Diseñar en tiempos de escasez hídrica

Valeria Lobos
Valeria Lobos Profesora Facultad de Diseño (sede Concepción)

Durante años hablamos de sequía como si fuera un fenómeno excepcional, una temporada adversa que eventualmente pasaría. Hoy ya no es posible sostener esa narrativa. La escasez hídrica dejó de ser coyuntural: es estructural. Y frente a esa condición, el diseño no puede permanecer neutral.
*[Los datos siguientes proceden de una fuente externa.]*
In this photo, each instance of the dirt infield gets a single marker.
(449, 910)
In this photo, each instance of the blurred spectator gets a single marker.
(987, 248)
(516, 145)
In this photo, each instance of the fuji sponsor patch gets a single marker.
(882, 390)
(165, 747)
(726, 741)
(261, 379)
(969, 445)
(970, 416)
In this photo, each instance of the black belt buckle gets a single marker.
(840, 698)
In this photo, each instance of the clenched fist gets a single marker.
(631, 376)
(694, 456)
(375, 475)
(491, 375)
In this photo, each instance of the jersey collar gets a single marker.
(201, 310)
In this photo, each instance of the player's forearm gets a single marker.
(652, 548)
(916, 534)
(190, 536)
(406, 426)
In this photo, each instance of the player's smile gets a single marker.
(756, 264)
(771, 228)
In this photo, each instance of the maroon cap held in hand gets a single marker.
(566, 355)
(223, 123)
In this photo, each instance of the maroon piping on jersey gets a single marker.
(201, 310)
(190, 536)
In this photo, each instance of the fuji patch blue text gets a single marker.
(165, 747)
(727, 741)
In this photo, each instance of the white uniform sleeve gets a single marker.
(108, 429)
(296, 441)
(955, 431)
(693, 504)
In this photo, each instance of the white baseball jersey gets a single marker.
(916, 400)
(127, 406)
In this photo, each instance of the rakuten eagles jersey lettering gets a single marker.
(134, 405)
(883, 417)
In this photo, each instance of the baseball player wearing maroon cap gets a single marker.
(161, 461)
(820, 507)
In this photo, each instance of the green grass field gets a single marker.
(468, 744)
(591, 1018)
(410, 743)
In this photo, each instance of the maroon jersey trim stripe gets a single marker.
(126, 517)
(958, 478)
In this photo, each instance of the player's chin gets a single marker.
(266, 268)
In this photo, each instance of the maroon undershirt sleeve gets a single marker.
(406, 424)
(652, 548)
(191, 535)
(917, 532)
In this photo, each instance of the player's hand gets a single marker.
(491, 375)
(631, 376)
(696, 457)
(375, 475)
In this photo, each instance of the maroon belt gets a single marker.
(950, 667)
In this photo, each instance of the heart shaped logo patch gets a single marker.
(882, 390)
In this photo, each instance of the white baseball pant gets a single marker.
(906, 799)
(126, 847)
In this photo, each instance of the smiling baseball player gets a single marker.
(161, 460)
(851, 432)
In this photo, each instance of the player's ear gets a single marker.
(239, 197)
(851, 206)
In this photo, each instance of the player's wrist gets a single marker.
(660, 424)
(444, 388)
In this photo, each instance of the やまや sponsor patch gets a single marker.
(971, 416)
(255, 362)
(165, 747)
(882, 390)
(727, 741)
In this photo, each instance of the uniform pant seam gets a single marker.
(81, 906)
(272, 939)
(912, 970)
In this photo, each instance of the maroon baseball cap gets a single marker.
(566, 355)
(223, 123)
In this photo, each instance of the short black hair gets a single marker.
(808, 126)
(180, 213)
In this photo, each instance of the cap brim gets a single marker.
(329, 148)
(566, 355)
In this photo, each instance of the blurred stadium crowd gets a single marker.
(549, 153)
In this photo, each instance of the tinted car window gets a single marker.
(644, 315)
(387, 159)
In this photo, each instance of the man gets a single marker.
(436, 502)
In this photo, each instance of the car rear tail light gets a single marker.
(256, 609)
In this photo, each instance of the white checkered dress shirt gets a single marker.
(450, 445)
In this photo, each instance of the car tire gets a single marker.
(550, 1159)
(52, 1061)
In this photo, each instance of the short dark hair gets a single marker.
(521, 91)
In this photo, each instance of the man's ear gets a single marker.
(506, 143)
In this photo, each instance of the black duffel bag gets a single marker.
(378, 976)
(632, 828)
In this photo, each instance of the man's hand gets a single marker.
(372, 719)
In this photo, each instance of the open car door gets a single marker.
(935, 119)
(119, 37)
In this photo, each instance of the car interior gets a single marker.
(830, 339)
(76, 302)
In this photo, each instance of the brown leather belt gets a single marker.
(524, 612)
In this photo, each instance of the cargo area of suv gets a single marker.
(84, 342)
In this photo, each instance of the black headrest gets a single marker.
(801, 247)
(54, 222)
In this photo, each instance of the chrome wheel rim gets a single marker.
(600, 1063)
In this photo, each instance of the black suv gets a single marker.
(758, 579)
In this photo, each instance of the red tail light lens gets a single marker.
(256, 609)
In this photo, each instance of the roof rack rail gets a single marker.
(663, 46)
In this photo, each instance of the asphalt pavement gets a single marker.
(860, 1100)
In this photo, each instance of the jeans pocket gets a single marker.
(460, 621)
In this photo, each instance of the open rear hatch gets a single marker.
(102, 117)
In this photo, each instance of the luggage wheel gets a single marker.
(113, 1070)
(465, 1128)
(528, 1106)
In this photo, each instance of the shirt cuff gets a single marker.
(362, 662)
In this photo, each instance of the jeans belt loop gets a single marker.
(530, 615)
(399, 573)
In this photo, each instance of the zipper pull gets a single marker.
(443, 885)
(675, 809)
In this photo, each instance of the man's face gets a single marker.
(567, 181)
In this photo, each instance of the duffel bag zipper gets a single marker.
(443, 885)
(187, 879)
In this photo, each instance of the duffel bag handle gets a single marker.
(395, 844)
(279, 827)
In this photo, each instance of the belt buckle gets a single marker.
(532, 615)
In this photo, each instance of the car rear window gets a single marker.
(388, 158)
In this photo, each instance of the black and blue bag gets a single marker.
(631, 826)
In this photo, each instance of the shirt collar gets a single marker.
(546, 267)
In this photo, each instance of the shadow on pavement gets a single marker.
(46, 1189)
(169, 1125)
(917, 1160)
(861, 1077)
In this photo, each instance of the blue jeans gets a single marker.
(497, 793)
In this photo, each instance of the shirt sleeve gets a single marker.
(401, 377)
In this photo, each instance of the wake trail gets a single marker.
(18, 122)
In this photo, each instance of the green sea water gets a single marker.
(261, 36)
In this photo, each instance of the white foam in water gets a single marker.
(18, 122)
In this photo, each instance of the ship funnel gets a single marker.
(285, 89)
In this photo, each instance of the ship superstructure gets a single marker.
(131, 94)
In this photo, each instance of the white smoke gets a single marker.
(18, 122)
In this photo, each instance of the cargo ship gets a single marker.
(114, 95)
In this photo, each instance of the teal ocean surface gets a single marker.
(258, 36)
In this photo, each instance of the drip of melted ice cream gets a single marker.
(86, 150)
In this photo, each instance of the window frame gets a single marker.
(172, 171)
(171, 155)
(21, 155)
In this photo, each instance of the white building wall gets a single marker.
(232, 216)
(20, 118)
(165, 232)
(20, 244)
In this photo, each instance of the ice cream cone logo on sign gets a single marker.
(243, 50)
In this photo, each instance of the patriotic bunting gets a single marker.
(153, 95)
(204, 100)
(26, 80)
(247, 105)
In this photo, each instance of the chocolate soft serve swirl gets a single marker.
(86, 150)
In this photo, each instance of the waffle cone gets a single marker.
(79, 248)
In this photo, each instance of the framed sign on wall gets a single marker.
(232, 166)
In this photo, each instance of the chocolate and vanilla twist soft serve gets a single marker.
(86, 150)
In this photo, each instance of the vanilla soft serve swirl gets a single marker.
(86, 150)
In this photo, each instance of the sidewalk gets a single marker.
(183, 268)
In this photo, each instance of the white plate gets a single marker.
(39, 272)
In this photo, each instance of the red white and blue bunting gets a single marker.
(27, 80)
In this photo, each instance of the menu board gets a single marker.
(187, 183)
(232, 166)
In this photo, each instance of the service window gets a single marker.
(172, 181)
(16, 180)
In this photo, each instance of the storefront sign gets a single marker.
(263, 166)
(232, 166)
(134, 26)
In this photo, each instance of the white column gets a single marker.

El agua ha sido históricamente invisible en nuestras ciudades. La escondimos bajo el pavimento, la canalizamos, la entubamos, la expulsamos lo más rápido posible hacia el mar. Diseñamos barrios impermeables, techumbres que no capturan, plazas que no infiltran, calles que drenan con velocidad pero no almacenan. Convertimos el agua en problema cuando, en realidad, es sistema.

La escasez hídrica no es solo falta de lluvia. Es también el resultado de cómo hemos proyectado el territorio. Cada metro cuadrado sellado impide la recarga de acuíferos. Cada humedal relleno elimina una esponja natural. Cada loteo sin estrategia hídrica profundiza la dependencia de infraestructuras cada vez más frágiles.

En este contexto, el diseño urbano tiene un rol decisivo. Diseñar hoy implica preguntarse: ¿dónde cae el agua? ¿Cómo se retiene? ¿Cómo se reutiliza? ¿Cómo se infiltra? Implica integrar sistemas de captación pluvial, pavimentos permeables, techos verdes, paisajismo de bajo consumo, restauración de ecosistemas, reutilización de aguas grises. Implica, sobre todo, asumir que el agua no es un recurso infinito sino una condición de proyecto.

Las ciudades del futuro no pueden seguir funcionando como superficies impermeables. Necesitan convertirse en territorios esponja: capaces de absorber en invierno y resistir en verano. El concepto no es nuevo, pero su urgencia sí lo es. Frente a eventos climáticos extremos y periodos prolongados de sequía alternados con lluvias intensas, la infraestructura gris demuestra sus límites. La infraestructura natural, en cambio, ofrece resiliencia.

Hablar de escasez hídrica también es hablar de equidad. No todos los territorios sufren de la misma manera. Los barrios con menos áreas verdes, menor cobertura vegetal y mayor densidad construida enfrentan temperaturas más altas y menor disponibilidad de agua. El diseño, entonces, no es solo técnica: es justicia territorial.

No se trata únicamente de ahorrar agua en lo doméstico, aunque eso sea necesario. Se trata de rediseñar la forma en que planificamos ciudades, viviendas y espacios públicos. De entender que cada proyecto es una oportunidad para restaurar ciclos en lugar de interrumpirlos.

La escasez hídrica no es un problema del futuro; es una condición presente que redefine la práctica del diseño. Persistir en modelos que ignoran el ciclo del agua no es solo una omisión técnica, es una irresponsabilidad ética.

Diseñar hoy significa asumir que el agua estructura el territorio. Y que sin ella, ninguna ciudad es verdaderamente habitable.